Copy to/from device performance

We’ve just started to look what performance gains we could get from using cuda and the initial results is somewhat dull…

When copying a array to and from the device the average execution time for the “calc”-method is 0.24 ms for 10000 tries.

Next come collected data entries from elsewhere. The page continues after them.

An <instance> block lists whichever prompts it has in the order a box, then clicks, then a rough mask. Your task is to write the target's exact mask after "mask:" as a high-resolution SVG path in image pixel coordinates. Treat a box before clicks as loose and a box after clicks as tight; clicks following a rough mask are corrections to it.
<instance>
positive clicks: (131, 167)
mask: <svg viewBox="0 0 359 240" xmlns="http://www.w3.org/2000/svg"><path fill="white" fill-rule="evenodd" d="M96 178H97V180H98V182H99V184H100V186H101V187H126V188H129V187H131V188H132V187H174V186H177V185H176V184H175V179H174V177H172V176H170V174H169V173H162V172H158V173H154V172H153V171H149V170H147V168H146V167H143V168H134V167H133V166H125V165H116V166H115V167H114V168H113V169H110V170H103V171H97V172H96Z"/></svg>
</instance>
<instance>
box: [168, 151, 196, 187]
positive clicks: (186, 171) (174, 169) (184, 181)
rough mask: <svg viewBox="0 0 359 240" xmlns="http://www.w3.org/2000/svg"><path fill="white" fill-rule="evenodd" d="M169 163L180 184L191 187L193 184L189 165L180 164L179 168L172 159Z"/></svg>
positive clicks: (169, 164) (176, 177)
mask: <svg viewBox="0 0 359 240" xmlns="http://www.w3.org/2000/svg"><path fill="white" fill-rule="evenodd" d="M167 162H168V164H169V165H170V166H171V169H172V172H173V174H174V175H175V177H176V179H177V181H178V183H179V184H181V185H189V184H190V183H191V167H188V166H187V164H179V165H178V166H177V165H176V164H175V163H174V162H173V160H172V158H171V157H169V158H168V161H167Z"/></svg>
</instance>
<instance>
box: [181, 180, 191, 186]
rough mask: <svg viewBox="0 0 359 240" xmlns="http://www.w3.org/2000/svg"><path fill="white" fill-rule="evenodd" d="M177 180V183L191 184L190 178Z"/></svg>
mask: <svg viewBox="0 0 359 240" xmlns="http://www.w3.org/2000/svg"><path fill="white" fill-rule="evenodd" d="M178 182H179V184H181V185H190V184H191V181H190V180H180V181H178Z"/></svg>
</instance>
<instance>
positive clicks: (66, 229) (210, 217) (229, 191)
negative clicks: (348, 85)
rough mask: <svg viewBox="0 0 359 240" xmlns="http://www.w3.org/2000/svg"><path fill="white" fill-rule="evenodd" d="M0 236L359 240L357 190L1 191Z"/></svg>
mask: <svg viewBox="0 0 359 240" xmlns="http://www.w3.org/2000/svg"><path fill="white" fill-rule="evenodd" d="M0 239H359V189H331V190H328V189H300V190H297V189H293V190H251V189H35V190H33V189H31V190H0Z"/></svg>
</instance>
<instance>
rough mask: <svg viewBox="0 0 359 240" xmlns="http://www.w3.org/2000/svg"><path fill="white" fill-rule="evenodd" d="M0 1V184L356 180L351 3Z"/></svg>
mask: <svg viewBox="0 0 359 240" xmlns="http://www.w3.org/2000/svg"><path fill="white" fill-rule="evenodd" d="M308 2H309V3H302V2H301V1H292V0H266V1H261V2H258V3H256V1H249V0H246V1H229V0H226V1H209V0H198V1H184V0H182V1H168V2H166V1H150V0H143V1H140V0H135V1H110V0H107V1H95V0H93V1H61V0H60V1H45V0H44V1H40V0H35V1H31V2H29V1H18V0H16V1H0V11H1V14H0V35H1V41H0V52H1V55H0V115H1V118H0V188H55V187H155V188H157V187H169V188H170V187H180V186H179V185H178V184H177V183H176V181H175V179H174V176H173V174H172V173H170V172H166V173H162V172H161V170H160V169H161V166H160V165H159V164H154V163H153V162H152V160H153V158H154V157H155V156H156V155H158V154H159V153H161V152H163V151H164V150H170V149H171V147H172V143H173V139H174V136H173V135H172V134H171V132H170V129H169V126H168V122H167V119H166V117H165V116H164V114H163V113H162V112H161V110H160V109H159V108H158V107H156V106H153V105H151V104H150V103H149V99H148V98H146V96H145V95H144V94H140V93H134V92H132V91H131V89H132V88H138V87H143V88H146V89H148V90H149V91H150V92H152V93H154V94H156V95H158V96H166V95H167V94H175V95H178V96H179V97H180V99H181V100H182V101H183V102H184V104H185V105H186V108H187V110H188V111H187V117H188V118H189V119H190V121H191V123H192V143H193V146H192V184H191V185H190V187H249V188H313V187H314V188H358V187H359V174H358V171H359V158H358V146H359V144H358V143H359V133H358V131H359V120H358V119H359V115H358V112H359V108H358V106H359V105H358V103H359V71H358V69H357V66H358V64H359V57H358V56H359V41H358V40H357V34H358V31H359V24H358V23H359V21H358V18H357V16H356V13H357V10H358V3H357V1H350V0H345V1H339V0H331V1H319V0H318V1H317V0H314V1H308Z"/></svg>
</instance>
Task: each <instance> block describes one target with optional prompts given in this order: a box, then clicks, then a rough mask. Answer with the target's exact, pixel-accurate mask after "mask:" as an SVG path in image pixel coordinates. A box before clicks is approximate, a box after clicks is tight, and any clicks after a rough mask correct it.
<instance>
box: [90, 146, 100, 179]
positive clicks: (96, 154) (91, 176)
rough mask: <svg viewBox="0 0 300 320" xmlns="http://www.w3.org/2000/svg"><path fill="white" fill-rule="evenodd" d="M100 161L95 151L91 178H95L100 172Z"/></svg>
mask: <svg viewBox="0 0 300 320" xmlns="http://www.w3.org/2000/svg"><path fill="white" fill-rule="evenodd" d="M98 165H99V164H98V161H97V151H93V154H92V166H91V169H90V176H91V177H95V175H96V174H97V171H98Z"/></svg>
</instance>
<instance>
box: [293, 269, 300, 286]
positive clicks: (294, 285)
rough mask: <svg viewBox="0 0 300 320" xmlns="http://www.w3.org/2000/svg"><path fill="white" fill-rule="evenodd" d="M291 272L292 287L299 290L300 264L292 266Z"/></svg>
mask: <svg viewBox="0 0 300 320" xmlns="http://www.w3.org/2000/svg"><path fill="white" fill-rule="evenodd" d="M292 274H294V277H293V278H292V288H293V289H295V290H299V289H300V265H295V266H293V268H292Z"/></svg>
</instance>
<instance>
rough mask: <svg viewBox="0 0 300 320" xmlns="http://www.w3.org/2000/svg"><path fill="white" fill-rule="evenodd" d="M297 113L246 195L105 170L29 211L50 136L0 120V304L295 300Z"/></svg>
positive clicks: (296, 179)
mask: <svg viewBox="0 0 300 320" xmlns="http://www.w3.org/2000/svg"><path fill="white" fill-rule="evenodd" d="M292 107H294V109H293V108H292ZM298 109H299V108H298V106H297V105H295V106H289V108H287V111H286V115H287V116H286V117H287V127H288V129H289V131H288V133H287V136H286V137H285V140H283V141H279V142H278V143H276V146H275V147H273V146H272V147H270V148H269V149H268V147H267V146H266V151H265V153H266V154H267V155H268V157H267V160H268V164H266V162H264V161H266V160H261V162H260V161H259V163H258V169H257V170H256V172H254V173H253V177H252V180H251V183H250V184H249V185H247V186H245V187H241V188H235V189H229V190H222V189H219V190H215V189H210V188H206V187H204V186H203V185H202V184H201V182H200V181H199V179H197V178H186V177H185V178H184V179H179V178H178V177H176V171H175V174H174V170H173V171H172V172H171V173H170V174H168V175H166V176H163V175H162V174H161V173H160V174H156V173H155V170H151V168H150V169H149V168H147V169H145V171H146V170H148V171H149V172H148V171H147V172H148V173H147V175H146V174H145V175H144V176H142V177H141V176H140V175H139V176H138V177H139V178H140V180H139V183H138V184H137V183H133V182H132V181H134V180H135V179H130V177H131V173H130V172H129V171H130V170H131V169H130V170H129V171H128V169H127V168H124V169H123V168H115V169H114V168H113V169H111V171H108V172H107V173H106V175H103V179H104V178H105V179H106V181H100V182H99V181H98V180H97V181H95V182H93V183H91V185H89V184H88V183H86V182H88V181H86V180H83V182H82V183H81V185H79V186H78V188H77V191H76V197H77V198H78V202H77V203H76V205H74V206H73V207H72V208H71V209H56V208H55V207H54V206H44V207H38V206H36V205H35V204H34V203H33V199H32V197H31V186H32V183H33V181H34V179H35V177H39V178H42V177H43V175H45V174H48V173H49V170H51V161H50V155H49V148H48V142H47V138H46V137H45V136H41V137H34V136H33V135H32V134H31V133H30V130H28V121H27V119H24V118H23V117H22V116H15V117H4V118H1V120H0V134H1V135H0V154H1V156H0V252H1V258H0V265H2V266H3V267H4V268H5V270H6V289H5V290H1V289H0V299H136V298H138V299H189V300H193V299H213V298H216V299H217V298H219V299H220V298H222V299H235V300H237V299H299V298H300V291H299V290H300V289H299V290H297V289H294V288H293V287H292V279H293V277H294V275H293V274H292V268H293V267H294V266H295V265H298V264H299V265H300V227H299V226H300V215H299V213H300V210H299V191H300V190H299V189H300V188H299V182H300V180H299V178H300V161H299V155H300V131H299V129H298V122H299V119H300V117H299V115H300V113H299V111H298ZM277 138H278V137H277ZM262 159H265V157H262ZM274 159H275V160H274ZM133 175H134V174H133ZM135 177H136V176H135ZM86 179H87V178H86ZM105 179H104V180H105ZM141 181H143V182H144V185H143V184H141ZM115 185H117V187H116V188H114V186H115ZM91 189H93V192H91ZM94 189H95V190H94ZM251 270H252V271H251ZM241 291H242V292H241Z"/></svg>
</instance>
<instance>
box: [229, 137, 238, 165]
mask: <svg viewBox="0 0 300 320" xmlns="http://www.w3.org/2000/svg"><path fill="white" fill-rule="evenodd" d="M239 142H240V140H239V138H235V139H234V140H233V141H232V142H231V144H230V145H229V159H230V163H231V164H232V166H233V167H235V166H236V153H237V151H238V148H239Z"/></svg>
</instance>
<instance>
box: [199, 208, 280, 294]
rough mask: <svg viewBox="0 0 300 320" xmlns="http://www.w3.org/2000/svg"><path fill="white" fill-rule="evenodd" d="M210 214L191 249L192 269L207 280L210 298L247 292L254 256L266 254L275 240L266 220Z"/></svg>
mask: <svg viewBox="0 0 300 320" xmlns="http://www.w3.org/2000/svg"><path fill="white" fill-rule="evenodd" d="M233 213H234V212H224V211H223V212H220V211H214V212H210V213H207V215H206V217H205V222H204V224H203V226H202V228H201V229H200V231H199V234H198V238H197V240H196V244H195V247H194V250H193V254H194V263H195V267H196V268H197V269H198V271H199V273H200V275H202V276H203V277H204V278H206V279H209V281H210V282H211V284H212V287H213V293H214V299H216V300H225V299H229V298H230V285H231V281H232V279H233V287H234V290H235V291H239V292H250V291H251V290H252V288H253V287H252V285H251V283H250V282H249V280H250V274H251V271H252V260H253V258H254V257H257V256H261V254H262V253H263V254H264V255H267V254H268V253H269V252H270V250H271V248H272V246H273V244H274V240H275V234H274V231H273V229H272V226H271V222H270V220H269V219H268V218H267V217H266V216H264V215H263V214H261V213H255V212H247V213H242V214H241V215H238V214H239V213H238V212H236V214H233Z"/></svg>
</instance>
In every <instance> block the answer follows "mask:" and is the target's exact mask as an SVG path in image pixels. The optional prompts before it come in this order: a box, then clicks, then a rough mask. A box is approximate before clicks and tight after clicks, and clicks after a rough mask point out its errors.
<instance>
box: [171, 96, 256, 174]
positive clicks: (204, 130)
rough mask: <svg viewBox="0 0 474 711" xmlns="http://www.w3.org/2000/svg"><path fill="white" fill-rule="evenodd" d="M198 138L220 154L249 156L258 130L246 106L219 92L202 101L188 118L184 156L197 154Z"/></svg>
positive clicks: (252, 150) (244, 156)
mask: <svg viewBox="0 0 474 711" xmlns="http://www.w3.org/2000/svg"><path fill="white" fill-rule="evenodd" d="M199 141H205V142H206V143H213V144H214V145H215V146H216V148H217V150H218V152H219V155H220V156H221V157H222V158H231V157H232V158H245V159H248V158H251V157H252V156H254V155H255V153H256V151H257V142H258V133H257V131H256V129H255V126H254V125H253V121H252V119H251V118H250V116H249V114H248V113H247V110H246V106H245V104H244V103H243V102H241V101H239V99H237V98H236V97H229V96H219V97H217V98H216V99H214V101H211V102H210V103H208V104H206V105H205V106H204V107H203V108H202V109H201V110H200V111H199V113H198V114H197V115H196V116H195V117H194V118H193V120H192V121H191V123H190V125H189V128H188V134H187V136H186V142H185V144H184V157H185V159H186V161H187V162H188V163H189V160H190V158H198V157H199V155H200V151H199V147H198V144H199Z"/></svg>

The size of the data is 320x256. Is this a reasonable time or have I missed something? Source code is provided below:

__global__ void calc(double* input,double* output){


extern "C" __declspec(dllexport) void preAlloc(int rows,int columns,void** cuDataPtr,void** cuResultPtr,int* pitch){

		cudaMallocPitch(cuDataPtr,(size_t *)pitch,(size_t)(rows*sizeof(double)),(size_t)columns);

	cudaMallocPitch(cuResultPtr,(size_t *)pitch,(size_t)(rows*sizeof(double)),(size_t)columns);


extern "C" __declspec(dllexport) void calc(void* cuDataPtr,double* input,void* cuResultPtr,double* output,int rows,int columns,int pitch){




0.24 ms seems like allot of time for just copy to and from the device on 640k of data using a x260-card?

((640 KiB * 1 024 bytes/KiB) / 0.24e-3 s) / (1 024^3 bytes / GiB) = 2.54313151 GiB/s

Which is a decent utilization of the PCI-e link. What more do you expect?

If you allocate the host memory with cudaMallocHost, the speed may bump up a little bit, but 4 GiB/s is the most you can reasonably expect.